A farmer works in a paddy field in India. (Photo: NOAH SEELAM/AFP/Getty Images)

Shubham Ghosh

AS a large section of India’s farmers continue with their protests against some of the Narendra Modi government’s new farm laws, the central authorities have decided to increase the price to buy new-season common rice varieties from local farmers by 3.9 percent.

It is believed that the hike in the prices could encourage the farmers to increase the area under the grain and will force the government to buy more rice from them, boosting supplies even though it will put pressure on the government’s stretched budget. The decision could also limit shipments of rice from the world’s biggest exporter of the grain and lift food inflation.

In a news conference on Wednesday (9), Central Agriculture Minister Narendra Singh Tomar said the government has fixed the support price for common grades of paddy rice at 1,940 rupees ($26.59) per 100 kilograms. The government has also said that the minimum support prices (MSPs) for most crops annually to set a benchmark, although state agencies generally buy only limited quantities of staples other than rice and wheat because of factors like lack of storage and fund shortage. Market prices for many crops generally run well below the MSPs.
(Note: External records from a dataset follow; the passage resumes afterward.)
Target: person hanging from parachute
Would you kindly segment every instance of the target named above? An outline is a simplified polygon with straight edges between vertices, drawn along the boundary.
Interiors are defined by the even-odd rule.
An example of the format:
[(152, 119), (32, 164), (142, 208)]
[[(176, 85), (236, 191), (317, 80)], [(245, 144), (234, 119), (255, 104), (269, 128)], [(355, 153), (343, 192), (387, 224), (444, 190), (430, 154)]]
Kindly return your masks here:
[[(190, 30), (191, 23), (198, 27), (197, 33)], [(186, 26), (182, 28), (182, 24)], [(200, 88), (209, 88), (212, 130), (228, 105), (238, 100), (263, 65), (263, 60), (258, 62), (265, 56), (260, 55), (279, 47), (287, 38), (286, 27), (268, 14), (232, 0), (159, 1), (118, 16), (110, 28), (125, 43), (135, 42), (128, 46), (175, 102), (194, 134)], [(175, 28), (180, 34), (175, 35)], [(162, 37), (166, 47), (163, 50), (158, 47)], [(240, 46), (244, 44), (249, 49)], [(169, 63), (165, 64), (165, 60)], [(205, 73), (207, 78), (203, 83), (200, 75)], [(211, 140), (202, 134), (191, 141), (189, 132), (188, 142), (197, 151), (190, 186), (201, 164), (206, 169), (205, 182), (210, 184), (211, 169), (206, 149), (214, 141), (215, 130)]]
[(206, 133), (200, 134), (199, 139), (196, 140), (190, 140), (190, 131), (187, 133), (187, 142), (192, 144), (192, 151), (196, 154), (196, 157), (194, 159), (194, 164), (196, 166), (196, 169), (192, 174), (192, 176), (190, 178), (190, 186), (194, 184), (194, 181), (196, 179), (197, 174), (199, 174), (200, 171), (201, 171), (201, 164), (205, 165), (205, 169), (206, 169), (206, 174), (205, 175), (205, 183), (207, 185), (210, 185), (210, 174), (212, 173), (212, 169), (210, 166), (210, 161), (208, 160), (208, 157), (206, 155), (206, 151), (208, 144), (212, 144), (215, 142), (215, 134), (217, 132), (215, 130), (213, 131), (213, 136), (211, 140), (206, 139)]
India’s Agriculture Minister Narendra Singh Tomar (Photo by PRAKASH SINGH/AFP via Getty Images)

According to B V Krishna Rao, the president of the Rice Exporters Association of India, the hike in the price would increase the gap between the rice MSP and market price and push the government to buy more produce from the farmers. “Farmers sell to whoever pays them a higher price. Since open market prices are lower, they would prefer to sell to government agencies,” Rao told Reuters.

Tomar said India has brought a record 81.3 million tonnes of paddy rice from farmers. A year ago, it was 73.6 million tonnes.
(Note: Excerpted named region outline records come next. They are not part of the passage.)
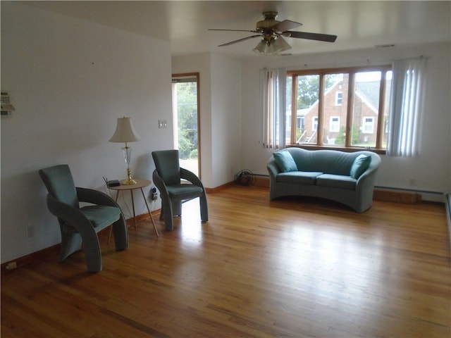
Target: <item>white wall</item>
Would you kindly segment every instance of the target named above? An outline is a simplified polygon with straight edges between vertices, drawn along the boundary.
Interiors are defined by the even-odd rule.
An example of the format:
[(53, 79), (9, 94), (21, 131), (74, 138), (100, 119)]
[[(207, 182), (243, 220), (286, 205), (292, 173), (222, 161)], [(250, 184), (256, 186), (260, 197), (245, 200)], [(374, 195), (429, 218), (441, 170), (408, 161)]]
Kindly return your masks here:
[(1, 89), (16, 107), (1, 121), (1, 263), (61, 242), (39, 169), (68, 163), (77, 185), (108, 192), (102, 176), (126, 173), (123, 144), (108, 142), (124, 115), (142, 138), (130, 144), (134, 177), (152, 179), (151, 151), (172, 147), (168, 42), (1, 1)]
[(233, 180), (241, 168), (241, 61), (214, 54), (173, 57), (172, 72), (200, 75), (204, 184), (214, 188)]
[[(302, 56), (253, 58), (242, 69), (242, 165), (254, 173), (266, 175), (271, 151), (260, 144), (259, 70), (285, 67), (288, 70), (315, 69), (371, 64), (390, 64), (393, 60), (430, 56), (428, 61), (425, 119), (421, 155), (405, 158), (383, 156), (376, 184), (430, 192), (451, 191), (451, 49), (449, 43), (416, 46), (373, 49)], [(410, 180), (414, 184), (410, 185)], [(423, 194), (423, 198), (443, 201), (443, 195)]]

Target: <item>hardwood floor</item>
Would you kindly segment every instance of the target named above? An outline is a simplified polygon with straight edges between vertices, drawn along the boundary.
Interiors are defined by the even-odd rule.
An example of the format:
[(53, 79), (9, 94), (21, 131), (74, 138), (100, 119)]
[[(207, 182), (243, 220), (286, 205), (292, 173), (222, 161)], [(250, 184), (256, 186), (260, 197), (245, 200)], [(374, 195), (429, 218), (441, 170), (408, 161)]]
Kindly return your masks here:
[(445, 207), (375, 201), (358, 214), (232, 187), (155, 220), (104, 270), (49, 255), (2, 274), (2, 337), (449, 337)]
Decision linked to 2022 UP election?
It is also believed that the decision is also linked with the crucial election in Uttar Pradesh, one of India’s top rice producers, early next year. A Mumbai-based dealer with a global trading firm said despite knowing that it has to spend more on food-grain purchases, the government has made the move to please the agitating farmers ahead of the UP polls.
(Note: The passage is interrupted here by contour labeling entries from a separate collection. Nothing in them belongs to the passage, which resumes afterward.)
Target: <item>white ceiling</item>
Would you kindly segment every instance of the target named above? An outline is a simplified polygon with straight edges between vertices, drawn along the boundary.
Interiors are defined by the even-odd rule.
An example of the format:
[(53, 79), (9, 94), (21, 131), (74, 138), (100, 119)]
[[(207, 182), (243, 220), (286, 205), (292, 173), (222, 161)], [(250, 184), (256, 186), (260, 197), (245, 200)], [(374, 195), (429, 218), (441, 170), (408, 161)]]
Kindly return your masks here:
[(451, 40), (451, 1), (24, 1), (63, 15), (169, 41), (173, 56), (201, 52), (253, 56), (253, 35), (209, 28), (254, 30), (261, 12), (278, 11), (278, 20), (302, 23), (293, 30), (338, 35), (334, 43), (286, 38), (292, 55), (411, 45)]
Farmers shout slogans as they burn an effigy of Indian Prime Minister Narendra Modi, Union Home Ministry Amit Shah and Agriculture Minister Narendra Singh Tomar during the ongoing protest against the central government’s recent agricultural reforms and fertiliser prices, on the outskirts of Amritsar on April 10, 2021. (Photo by NARINDER NANU/AFP via Getty Images)

Modi’s Bharatiya Janata Party (BJP), which rules at the Centre, is also in power in UP.
Thousands of farmers, particularly from northern India, have based themselves on major national highways for more than six months now, demanding the government to repeal three new agricultural laws that they allege threaten their livelihoods.

Tomar on Wednesday also said that the government is ready to resume dialogue to resolve the farmers’ objections to the farm laws but a BJP minister from another northern state of Haryana said the farmers had a hidden agenda in their protest.